FLATOW: Yeah, you write in your book about how you've noticed that animals do not like to stand with their legs crossed or feet together. And that some of the pens were forcing them to do that and you designed that out of it.
A Conversation with Temple Grandin
You may remember her Thinking in Pictures. Well, her latest book is Animals In Translation. She now joins us.
Dr. GRANDIN: I think in most cases, a lot of these animal communicators are very good animal behavior people. And a lot of them are visual thinkers and their picking up very subtle body cues from the animal.
Dr. TEMPLE GRANDIN (Colorado State University):
You know, the things that scare a prey/species animal like cattle are a whole lot of little visual details that people just don't tend to notice. And one Men Canada Goose Hybridge Jacket Black Australia Shop of the big problems they used to have is the people just wanted to get out there and yell and scream and push and shove and you know more and more prods. Rather than remove the things that the cattle were afraid of.

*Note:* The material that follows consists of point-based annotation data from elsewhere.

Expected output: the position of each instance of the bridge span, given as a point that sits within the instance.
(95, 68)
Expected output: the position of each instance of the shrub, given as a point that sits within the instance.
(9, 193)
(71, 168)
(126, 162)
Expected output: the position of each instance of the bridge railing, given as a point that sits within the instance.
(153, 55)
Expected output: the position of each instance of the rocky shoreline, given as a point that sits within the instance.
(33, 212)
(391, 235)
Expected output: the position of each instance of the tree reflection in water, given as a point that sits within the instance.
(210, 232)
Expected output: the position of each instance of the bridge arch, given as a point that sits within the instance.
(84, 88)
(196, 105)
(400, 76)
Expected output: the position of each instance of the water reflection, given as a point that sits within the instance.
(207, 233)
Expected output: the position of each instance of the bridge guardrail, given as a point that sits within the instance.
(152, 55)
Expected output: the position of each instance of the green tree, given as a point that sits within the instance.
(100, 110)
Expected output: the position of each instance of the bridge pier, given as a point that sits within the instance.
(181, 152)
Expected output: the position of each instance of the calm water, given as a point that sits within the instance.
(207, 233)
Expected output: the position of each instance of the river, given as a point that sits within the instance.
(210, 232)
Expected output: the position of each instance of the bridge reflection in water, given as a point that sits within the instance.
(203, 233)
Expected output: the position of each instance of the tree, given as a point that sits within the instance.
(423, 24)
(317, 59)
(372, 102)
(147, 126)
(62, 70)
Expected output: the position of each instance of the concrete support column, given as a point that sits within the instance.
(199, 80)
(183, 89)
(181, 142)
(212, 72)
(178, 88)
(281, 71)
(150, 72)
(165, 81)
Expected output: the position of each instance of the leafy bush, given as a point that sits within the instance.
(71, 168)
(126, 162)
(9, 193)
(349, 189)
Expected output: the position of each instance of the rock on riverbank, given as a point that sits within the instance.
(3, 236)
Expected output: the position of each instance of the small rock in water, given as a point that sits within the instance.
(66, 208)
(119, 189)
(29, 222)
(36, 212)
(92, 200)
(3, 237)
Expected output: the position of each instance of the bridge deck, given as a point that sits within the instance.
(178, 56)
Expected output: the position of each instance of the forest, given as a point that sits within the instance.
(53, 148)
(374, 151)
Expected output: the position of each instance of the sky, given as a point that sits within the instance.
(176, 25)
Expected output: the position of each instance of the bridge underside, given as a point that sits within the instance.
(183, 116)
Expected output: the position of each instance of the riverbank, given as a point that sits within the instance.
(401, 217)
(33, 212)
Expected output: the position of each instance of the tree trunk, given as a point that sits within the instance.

FLATOW: How has your book been received?
Dr. GRANDIN: Because that's how I think.
But let's get into talking about how autism is similar animal behavior. The thing is I don't think in a language and animals don't think in a language. It's sensory based thinking, thinking in pictures, thinking in smells, thinking in touches. It's putting these sensory based memories into categories. That's the basis of how an animal would think. One thing I want to say is, animals do have emotion. But fear tends to be one of the most primal emotions.

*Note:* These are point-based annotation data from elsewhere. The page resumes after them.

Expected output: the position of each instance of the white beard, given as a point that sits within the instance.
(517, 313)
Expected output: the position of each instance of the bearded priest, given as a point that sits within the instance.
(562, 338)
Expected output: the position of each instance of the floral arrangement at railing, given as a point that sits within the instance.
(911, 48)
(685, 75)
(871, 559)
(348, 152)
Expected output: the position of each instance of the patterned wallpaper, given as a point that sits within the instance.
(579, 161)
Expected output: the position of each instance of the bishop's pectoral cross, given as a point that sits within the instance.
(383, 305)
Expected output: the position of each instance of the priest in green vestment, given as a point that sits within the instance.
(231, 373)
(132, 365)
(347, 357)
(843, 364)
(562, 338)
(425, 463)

Language is not actually used in the actual designing process that is all done in pictures.
Welcome to SCIENCE FRIDAY, Dr. Grandin.
FLATOW: And so you've been able to design a device that animals will readily use as where other people have failed? Because you can think
So I got down in the shoots to take pictures of what the cattle were seeing. And people thought that was just kind of crazy. And I found that they were afraid of shadows. They were afraid of a reflection off the bumper of a truck. They were afraid of seeing people up ahead. And if you remove these visual based details, then the cattle would walk right up the shoot. In the beginning when I first started doing that, I mean people just couldn't even see why I was doing it.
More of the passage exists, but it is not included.